A new study says children living near the Fukushima nuclear meltdowns have been diagnosed with thyroid cancer at a rate 20 to 50 times that of children elsewhere, a difference the authors contend undermines the government's position that more cases have been discovered in the area only because of stringent monitoring.

Most of the 370,000 children in Fukushima prefecture (state) have been given ultrasound checkups since the March 2011 meltdowns at the tsunami-ravaged Fukushima Dai-ichi nuclear plant. The most recent statistics, released in August, show that thyroid cancer is suspected or confirmed in 137 of those children, a number that rose by 25 from a year earlier. Elsewhere, the disease occurs in only about one or two of every million children per year by some estimates.
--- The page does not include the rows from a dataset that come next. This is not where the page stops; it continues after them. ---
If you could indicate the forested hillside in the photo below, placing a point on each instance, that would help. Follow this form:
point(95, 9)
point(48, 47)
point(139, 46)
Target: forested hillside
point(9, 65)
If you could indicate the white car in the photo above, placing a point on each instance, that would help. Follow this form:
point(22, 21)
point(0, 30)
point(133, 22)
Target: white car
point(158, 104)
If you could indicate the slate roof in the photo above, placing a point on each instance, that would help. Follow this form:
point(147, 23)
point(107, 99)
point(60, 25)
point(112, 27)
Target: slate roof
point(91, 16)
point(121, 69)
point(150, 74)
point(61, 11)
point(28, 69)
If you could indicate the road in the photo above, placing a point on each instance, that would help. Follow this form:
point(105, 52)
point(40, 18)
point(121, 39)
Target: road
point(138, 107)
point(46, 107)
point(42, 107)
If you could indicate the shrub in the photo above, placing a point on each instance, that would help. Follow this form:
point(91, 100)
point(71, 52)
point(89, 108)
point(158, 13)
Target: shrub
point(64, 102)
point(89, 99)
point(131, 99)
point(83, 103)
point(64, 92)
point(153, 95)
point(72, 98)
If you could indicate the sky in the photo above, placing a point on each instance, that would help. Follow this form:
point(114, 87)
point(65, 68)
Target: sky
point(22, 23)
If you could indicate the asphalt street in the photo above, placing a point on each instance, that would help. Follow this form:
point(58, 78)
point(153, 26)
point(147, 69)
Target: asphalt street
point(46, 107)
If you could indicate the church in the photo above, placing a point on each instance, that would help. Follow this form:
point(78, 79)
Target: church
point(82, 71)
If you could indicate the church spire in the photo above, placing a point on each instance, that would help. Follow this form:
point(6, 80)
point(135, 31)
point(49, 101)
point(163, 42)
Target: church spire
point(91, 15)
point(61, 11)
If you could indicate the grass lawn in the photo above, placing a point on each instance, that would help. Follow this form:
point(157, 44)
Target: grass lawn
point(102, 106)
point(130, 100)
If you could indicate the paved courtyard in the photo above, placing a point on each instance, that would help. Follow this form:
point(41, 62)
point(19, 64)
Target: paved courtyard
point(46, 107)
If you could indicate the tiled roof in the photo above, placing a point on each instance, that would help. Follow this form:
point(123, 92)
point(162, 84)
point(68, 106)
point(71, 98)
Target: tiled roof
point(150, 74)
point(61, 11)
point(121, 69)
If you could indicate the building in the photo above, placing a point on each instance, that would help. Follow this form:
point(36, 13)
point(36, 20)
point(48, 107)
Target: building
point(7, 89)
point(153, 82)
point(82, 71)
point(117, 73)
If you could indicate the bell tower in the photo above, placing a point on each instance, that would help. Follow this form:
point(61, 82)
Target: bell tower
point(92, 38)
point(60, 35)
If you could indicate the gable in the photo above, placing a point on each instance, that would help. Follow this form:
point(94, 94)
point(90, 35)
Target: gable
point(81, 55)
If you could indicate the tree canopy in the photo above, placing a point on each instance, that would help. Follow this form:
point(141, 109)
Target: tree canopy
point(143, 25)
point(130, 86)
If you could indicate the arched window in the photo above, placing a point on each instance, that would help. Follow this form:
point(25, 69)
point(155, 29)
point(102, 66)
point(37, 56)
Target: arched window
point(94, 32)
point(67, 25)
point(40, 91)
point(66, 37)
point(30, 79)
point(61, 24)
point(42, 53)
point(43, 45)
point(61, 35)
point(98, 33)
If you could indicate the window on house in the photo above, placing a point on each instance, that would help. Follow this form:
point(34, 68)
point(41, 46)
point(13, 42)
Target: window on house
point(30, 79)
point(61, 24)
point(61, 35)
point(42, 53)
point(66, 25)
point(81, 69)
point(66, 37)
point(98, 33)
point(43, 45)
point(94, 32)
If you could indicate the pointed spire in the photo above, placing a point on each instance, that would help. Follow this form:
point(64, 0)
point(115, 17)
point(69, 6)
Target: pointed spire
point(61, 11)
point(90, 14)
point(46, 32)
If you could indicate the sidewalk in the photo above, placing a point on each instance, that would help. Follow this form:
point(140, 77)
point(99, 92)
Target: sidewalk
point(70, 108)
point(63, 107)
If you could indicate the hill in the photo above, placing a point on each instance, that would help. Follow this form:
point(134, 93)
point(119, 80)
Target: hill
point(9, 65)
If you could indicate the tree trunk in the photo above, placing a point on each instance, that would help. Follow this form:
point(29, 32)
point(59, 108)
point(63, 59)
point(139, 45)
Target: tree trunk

"This is more than expected and emerging faster than expected," lead author Toshihide Tsuda told The Associated Press during a visit to Tokyo. "This is 20 times to 50 times what would be normally expected."

Is this last claim, that the amount of thyroid cancer is 20—50 times higher than expected, supported by a sound study?

In particular, does the given study have any biases that might classify this is misleading or incorrect, for example:

  1. Were more tests performed here than in the background environments?
  2. Were the tests here more sensitive than ordinary tests?
  3. Do the tests here detect pre-cancerous cells (that might not develop into cancer)?

In other words, or perhaps more broadly, does the study have a proper control group?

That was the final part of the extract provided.